From the advent of this column a little over a year ago, I've richly enjoyed roasting its namesake with relentless weekly rhetoric.

"Shane's Excellent New Words" also will be a regular feature at NA Confidential. That's because a healthy vocabulary isn't about trying to show you're smarter than the rest. To the contrary, it's about selecting the right word and using it correctly, whatever one's pay grade or station in life.

To clarify for those who haven't heard the story, the idea for this column arose when the city of New Albany's corporate council tweeted (or maybe it was a Facebook comment) to the effect that when Roger uses "big" words, it's just to show he's smarter then the rest.

Nah, but consider the source.

Anyway, I've grown bored (not board, mind you) with the device, so while the column name stays, the weekly prelude goes.

Let's get to the task of figuring out what exactly Clara Smith was talking about back in 1929 in a song called "Oh, Mr. Mitchell."



Yes, you heard it right.

Oh, oh, Mr. Mitchell, I'm crazy about your sweet poontang.
Oh, oh, Mr. Mitchell, I'll tell the world that it's a wang.

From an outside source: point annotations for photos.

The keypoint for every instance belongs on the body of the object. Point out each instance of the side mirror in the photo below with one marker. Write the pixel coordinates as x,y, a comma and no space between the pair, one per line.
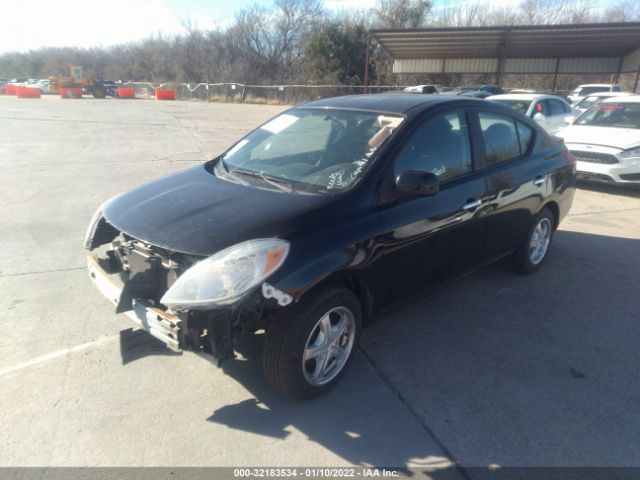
416,182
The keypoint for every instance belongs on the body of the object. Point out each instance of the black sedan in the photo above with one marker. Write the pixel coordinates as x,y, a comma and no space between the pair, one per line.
325,217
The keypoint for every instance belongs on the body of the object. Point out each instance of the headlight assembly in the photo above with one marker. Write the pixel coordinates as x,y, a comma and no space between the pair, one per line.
632,152
93,224
227,275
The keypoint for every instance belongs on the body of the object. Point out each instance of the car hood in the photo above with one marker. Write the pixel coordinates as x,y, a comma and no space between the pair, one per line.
622,138
197,213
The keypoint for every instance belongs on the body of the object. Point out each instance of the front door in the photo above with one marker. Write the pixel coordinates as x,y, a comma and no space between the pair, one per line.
430,239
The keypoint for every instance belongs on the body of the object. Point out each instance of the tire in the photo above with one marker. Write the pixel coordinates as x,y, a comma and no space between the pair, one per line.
301,329
527,258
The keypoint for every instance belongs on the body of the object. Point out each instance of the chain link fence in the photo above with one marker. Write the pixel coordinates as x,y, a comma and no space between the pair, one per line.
261,94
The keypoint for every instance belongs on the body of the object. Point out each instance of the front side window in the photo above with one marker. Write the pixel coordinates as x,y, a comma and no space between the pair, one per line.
310,150
556,107
440,145
616,115
541,107
501,139
592,90
588,102
521,106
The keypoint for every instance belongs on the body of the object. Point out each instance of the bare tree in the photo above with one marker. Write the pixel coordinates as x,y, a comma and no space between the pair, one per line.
402,13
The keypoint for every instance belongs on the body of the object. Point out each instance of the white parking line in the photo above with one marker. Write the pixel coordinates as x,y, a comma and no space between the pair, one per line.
57,354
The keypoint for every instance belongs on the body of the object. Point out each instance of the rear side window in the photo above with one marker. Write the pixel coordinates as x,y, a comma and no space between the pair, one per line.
556,107
541,107
501,139
440,145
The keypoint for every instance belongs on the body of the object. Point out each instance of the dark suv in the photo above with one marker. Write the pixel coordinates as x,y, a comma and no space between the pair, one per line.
325,217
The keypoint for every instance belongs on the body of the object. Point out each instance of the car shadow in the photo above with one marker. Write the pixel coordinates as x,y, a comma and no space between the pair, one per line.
361,422
610,189
137,344
505,370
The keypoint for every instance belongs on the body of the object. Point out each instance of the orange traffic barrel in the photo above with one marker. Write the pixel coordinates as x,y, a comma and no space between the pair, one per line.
165,94
70,92
27,92
126,92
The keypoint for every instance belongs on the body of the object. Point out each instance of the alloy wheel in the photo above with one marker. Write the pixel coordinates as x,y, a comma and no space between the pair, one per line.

If you've heard "Brown Sugar" by the Rolling Stones, you're already aware of the long (and often tasteless) history of sexual euphemisms in popular music. Many such usages date to a time when it was necessary to be creative to evade puritanical restrictions on speech.

Like this one, from 1927:



And this, from the early 1920s:



Ferdinand Joseph LaMothe liked the purported pastry terminology so much that it became his stage name: Jelly Roll Morton.

At the age of fourteen, Morton began working as a piano player in a brothel (or, as it was referred to then, a sporting house). In that atmosphere, he often sang smutty lyrics; he took the nickname "Jelly Roll", which was African American slang for female genitalia. While working there, he was living with his religious, church-going great-grandmother; he had her convinced that he worked as a night watchman in a barrel factory.

My exposure to these ribald concepts dates to the very early 1970s, courtesy of the New Albany-Floyd County Public Library. The song "Oh, Mr. Mitchell" was included on the tremendous 1960s-vintage three-LP compilation called "Jazz Odyssey, Vol. 3: The Sound of Harlem."

Along with companion sets featuring music from Chicago and New Orleans, these Harlem recordings were a staple of my listening at the tender age of roughly twelve, as copied onto cassette after borrowing the album from the library. Repeated listenings those many years ago have left indelible imprints on what little remains intact in my noggin.

Never in all this time -- well, since 1977 -- has it made sense to me that a woman should be singing about a man's sweet poontang.

Why 1977? Because, Ted Nugent.



Was the Motor City Madman listening to Clara, too? At this juncture, I was 17 and capable of grasping the meaning, which was baffling at least in part owing to the usage in the song from 1927 ... which none of my friends had ever heard.

These deep questions suddenly occurred to me two weeks ago, and it was quickly revealed that someone's gotten there first, for the very same reason, and conducted research.

What I Know About Poontang

It began as my dad drove me home. He played a tape given to him by a friend, a scratchy recording of a woman crooning, "Oh, Mister Mitchell, I'm crazy 'bout your sweet poontang."

Though supposedly referring to a dessert Mister Mitchell has baked, Dad and I knew there was a double entendre at play. But one that confused us. We'd known "poontang" to be a slang vulgarism for "vagina." But here was a woman singing about a man's poontang. What could that mean? Which lead me to wonder, What's the etymology of "poontang"? For some reason I had suspected African origin, as with the word "goober" ...

Unfortunately, the author's research was inconclusive. There are several likely candidates for the origin of the word poontang, but still nothing to explain why it's something "a man has" in the 1927 song, when otherwise associated with a woman.

Have I mentioned that derive a great deal of pleasure from words and music?